Developers are still not doing enough to win the trust of Londoners, with a continuing disconnect between rhetoric and delivery, particularly on affordable housing. That was the message from Lendlease Europe boss Dan Labbad, speaking to a packed audience at think tank Centre for London’s annual London conference this week.
“I don’t think anyone has got this right yet,” he said, speaking at a panel session on “resetting the public conversation” about London housing, while warning that communities would no longer let the industry get away with avoiding affordable housing obligations.
Labbad nevertheless defended his company’s record, including its involvement with the ill-fated Haringey Development Vehicle, a proposed 50:50 joint venture company planned with the Haringey Council under the leadership of Claire Kober, but dropped by its successor Labour administration earlier this year. Lendlease today launched a High Court action over the scrapping of the deal. Longer-term partnership arrangements with mutual benefits were a progressive way forward, Labbad said. “If there was another one on offer we would bid for it in a second.”
“Clued up” communities questioning definitions of affordability and viability assessments used to justify low levels of cheaper housing in developments were contributing to a “challenging environment” for developers, agreed Sadiq Khan’s housing chief, deputy mayor James Murray. But it is an environment which was also contributing to “what we want – more affordable homes”, he added.
The Mayor’s “35 per cent” rule – fast-track planning approval in return for guaranteed 35 per cent affordable homes on new developments – was already having an impact, Murray said, citing property agents Savills reporting in May that developers were now factoring the requirement in when buying land.

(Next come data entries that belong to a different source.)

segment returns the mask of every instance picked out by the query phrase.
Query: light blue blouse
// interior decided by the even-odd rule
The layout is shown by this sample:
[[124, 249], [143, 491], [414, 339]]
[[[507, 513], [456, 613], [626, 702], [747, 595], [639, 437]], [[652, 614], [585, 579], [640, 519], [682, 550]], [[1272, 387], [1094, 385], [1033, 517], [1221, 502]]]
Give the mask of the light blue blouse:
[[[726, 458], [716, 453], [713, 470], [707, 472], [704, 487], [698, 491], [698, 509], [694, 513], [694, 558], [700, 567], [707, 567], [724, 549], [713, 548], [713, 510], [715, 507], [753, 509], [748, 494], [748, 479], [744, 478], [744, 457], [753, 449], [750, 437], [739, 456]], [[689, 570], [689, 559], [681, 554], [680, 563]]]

Murray reminded the audience that 2017/18 saw a record 12,500 affordable homes started in the capital, while funding for another 14,000 homes had been allocated under the Mayor’s new Building Council Homes for Londoners programme. But he argued that more powers were needed for “radical intervention” in assembling sites, land valuation and compulsory purchase, to “get tough” on landowners, unlock sites and speed up development, amounting to a “credible threat to make the system work more quickly”.
Camden Council leader Georgia Gould warned against developer short termism and called on the industry to “get serious” about meeting planning requirements and working with residents. Cuts to council planning and development services – more than 50 per cent since 2010 – were hindering efforts to hold developers to account, she emphasised.
Developers could also learn from council-led programmes, Gould said. “Development should be something done with the community, not to them. What we do is led by local residents. We employ local people. We ensure local social tenants move in first. People aren’t against estate regeneration per se, but they need to see what they will get out of it.”
The need for high volume building – City Hall estimates 66,000 new homes are needed in the capital annually, while the government is talking about 100,000, in a row likely to run through to the next mayoral election in 2020 – did not conflict with affordability, said Murray. “It’s not binary. If we want to build more we have to build affordable.”
But current models would not necessarily scale up, he warned, looking ahead to the 2019 Spending Review. “If we are going to have a longer-term solution for more affordable housing we need to be open about the high level of grant we need.”